Pakistan: A tolerant State
The ‘Islamic Republic of Pakistan’, once the land of pure people, now recognized as the world’s most intolerant nation religiously, socially, politically and racially. Basically, Pakistan is an amalgamation of a diverse population in the world as it is a hub of distinct languages, races, religions, culture and sects. The people had all been living together in harmony since 1947 but unluckily due to internal restlessness and chaos, they have been portrayed to the world as the most fundamentalist, impatient and intolerant people of the world. This connotation has severely tarnished their image world-wide.

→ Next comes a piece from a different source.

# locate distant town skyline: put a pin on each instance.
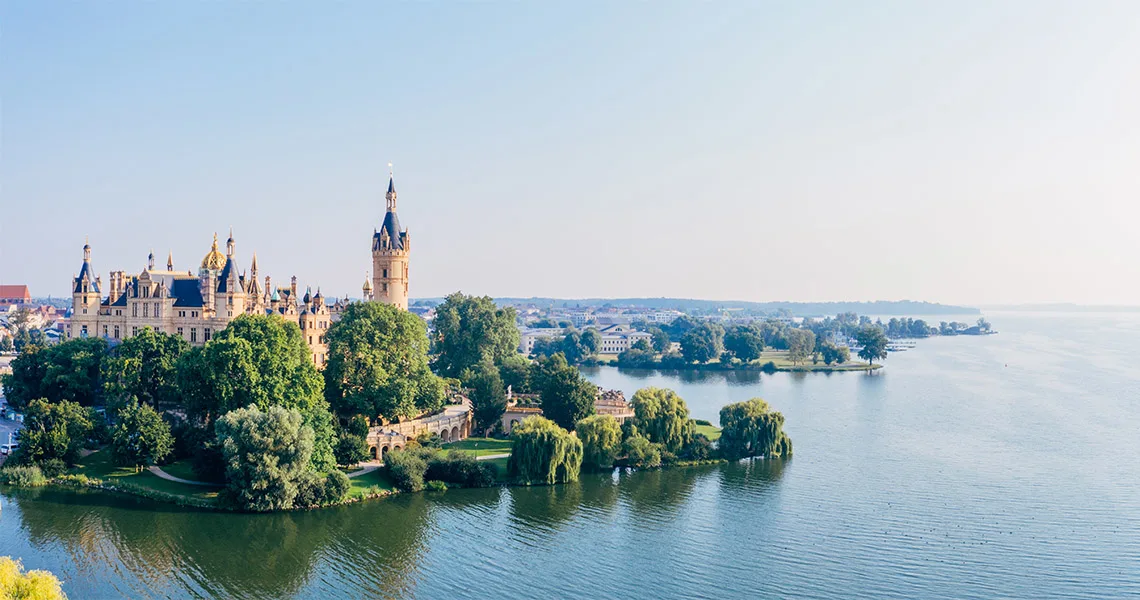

Factually, this is not true as this view is only based upon a smaller fraction of people. In reality, most Pakistanis are quite tolerant, loving, caring, and resilient people.
According to “World Values Survey”, Pakistanis are more tolerant to other races as compared to other nations. This survey was conducted in more than 80 countries, in which the people were asked about what types of neighbours they don’t wish to have. Surprisingly, in Pakistan only 6.5% of the respondents objected to neighbours of a different race. In this regard Pakistan stands with UK, USA, New Zealand and Canada; countries who are very tolerant to other races. To support this fact, examples of our neighbouring countries (India, Hong Kong, Jordan, and Bangladesh) can be taken into considerations which are the world’s least racially tolerant states. The ratio of their tolerance has highlighted that almost 43.5% of Indians, 51.4% of Jordanians, 71.7 % of Bangladeshis and 71.8 % of Hong Kongers are “ethnically narrow-minded”.
Although the outcomes of this survey declared Pakistani nation as broad-minded, one must not forget the seeds of impatience and bigotry that are being planted rapidly in every corner of the country. This can be seen in the form of racial discrimination, religious intolerance, social disharmony, gender discrimination, fundamentalism, injustice, sectarian violence, bad humane governance and inequality. One could suggest that people from outside the country are manipulating and derailing the indigenous people of Pakistan for their own interest.
The need of the hour is that the state of Pakistan should play a constructive and proactive role in minimizing all these menaces and strengthen the social integration of society. The governing body ought to endorse readily available justice, good humane governance, interfaith harmony and stable economy to make Pakistan’s foundation more strong. In the end we all must portray a good picture of our society for our nation to prosper.